# Curves

### Newton's Diverging Parabolas

- Cartesian equation:
- $ay^{2} = x(x^{2} - 2bx + c), a > 0$

### Description

Newton's classification of cubic curves appears in*Curves by Sir Isaac Newton*in

*Lexicon Technicum*by John Harris published in London in 1710. In this classification of cubics, Newton gives four classes of equation. The third class of equations is the one given above which Newton divides into five species. Of this third case Newton says:

*In the third Case the Equation was*$yy = ax^{3} + bxx + cx + d$

*and defines a Parabola whose Legs diverge from one another, and run out infinitely contrary ways.*

The case divides into five species and Newton gives a typical graph for each species. The five types depend on the roots of the cubic in $x$ on the right hand side of the equation.

(i) All the roots are real and unequal :

*then the Figure is a diverging Parabola of the Form of a Bell, with an Oval at its vertex .*

This is the case for the graph drawn above.

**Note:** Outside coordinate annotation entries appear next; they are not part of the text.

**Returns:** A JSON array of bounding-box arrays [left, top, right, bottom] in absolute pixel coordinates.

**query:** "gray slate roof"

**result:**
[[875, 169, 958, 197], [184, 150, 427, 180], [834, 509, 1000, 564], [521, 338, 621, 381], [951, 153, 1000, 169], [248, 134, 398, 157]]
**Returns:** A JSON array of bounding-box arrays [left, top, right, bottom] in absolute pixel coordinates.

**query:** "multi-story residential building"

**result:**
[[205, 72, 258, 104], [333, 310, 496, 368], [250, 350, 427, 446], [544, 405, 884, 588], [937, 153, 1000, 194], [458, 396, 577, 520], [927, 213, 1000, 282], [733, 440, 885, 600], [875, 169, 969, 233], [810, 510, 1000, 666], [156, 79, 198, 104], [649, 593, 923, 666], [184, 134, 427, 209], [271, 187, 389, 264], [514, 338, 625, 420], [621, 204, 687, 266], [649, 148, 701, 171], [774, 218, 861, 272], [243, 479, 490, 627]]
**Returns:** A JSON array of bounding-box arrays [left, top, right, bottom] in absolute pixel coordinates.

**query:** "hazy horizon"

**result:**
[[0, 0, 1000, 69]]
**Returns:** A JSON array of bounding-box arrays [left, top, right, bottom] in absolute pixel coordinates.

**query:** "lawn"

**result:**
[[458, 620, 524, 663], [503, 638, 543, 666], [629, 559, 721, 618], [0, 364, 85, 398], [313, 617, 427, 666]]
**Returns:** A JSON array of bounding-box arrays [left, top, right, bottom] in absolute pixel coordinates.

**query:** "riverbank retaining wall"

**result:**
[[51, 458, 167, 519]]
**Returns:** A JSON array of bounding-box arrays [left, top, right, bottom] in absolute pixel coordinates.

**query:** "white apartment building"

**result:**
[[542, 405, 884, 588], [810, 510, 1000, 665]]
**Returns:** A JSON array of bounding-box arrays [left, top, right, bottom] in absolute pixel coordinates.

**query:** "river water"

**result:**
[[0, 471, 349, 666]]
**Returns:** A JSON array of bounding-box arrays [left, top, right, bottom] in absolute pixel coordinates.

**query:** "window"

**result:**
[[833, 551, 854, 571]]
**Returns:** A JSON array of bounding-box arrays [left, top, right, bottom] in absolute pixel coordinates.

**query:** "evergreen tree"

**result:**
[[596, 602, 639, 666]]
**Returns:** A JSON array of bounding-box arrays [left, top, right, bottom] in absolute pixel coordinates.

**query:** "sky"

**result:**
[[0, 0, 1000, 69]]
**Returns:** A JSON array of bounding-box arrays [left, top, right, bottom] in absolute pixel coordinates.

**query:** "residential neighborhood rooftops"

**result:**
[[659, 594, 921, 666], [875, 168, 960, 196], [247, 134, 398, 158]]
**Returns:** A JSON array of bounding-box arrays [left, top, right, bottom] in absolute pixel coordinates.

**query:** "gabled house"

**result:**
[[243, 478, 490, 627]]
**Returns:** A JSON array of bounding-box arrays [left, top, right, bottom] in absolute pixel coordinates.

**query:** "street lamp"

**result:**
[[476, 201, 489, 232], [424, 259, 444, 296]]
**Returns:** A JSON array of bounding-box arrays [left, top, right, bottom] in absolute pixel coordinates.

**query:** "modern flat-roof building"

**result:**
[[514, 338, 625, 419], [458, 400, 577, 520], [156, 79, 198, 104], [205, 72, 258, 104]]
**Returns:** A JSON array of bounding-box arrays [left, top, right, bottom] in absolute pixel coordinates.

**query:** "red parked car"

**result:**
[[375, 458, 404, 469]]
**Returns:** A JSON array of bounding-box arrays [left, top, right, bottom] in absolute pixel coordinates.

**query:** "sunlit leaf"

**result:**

(ii) Two of the roots are equal :

*a Parabola will be formed, either Nodated by touching an Oval, or Punctate, by having the Oval infinitely small .*

(iii) The three roots are equal :

*this is the Neilian Parabola, commonly called Semi-cubical .*

(iv) Only one real root :

*If two of the roots are impossible, there will be a Pure Parabola of a Bell-like Form .*